DatabasePool provides snapshot isolation for concurrent reads:
try dbPool.writeWithoutTransaction { db in
    try Player.deleteAll(db)
    
    // Read concurrently with guaranteed snapshot isolation
    dbPool.asyncConcurrentRead { dbResult in
        do {
            let db = try dbResult.get()
            // Guaranteed to see zero players
            let count = try Player.fetchCount(db)
        } catch {
            // Handle error
        }
    }
    
    try Player(name: "Arthur", score: 100).insert(db)
}

Configuration Options

Both connection types accept a Configuration object:
var config = Configuration()
config.readonly = true
config.foreignKeysEnabled = true
config.label = "MyDatabase"

let dbQueue = try DatabaseQueue(path: dbPath, configuration: config)

Common Configuration Options

var config = Configuration()
config.readonly = true
let dbQueue = try DatabaseQueue(path: dbPath, configuration: config)

Memory Management

Both connection types provide memory management methods:
// Release as much memory as possible (blocks current thread)
dbQueue.releaseMemory()
dbPool.releaseMemory()

// DatabasePool also provides an async version
dbPool.releaseMemoryEventually()
On iOS, GRDB automatically releases memory when the app receives memory warnings or enters the background.

Closing Connections

Connections are automatically closed when deallocated, but you can explicitly close them:
try dbQueue.close()
try dbPool.close()
After closing, the connection cannot be reopened.

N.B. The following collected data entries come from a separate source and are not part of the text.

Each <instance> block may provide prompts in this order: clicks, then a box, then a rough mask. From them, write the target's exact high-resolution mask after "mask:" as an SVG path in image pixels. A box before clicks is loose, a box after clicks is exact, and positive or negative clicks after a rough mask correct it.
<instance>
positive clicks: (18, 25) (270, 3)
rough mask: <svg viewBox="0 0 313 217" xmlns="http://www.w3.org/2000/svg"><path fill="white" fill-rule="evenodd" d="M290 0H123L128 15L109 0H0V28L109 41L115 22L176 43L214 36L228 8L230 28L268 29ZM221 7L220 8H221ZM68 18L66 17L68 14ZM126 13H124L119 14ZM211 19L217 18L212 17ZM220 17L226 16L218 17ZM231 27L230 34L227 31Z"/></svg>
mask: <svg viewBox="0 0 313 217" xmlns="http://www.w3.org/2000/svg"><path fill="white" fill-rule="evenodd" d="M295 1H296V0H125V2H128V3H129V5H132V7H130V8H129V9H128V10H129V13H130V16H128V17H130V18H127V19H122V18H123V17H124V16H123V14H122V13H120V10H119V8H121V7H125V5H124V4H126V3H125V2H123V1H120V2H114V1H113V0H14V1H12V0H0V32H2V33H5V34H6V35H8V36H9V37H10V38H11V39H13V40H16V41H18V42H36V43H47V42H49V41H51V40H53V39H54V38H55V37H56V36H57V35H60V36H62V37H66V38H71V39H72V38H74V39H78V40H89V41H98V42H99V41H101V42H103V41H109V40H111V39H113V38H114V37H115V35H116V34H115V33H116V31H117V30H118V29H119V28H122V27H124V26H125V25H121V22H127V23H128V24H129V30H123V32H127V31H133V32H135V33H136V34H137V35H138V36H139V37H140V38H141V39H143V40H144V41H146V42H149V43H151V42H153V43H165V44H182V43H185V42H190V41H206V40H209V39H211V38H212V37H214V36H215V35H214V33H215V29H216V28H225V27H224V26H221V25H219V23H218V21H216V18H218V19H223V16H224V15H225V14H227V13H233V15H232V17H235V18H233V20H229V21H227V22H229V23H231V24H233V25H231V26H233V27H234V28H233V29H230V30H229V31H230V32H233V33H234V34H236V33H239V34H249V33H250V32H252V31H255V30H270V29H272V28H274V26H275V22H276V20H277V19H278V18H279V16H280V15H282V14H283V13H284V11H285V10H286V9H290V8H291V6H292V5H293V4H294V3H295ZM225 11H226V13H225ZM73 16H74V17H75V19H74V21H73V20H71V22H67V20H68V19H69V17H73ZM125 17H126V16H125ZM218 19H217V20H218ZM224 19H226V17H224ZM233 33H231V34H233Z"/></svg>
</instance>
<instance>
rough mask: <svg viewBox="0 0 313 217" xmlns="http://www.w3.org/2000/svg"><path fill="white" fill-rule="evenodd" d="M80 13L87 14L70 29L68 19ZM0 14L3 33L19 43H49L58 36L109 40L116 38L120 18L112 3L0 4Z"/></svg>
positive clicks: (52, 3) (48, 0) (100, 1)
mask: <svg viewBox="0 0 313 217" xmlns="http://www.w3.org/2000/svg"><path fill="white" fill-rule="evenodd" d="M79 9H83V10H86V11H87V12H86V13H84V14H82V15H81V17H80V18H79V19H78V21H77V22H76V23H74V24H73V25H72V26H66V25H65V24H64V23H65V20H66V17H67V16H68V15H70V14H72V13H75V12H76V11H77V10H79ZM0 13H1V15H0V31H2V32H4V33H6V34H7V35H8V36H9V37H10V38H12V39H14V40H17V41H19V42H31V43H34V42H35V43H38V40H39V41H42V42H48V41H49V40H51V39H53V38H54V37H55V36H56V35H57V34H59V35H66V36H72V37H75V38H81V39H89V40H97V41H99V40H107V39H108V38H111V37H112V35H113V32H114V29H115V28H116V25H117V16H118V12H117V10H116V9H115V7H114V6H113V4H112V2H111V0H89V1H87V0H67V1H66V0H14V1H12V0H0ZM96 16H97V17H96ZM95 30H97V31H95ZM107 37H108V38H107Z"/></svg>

Any database access will throw an error.

Thread Safety

Both DatabaseQueue and DatabasePool are thread-safe:
  • DatabaseQueue: Serializes all database access on a single dispatch queue
  • DatabasePool: Allows concurrent reads on multiple connections, writes on a single connection
// Safe to call from any thread
DispatchQueue.global().async {
    try? dbQueue.read { db in
        // Read from database
    }
}

DispatchQueue.global().async {
    try? dbQueue.write { db in
        // Write to database
    }
}

Best Practices

Start with DatabaseQueue for simplicity, then upgrade to DatabasePool if you need concurrent reads.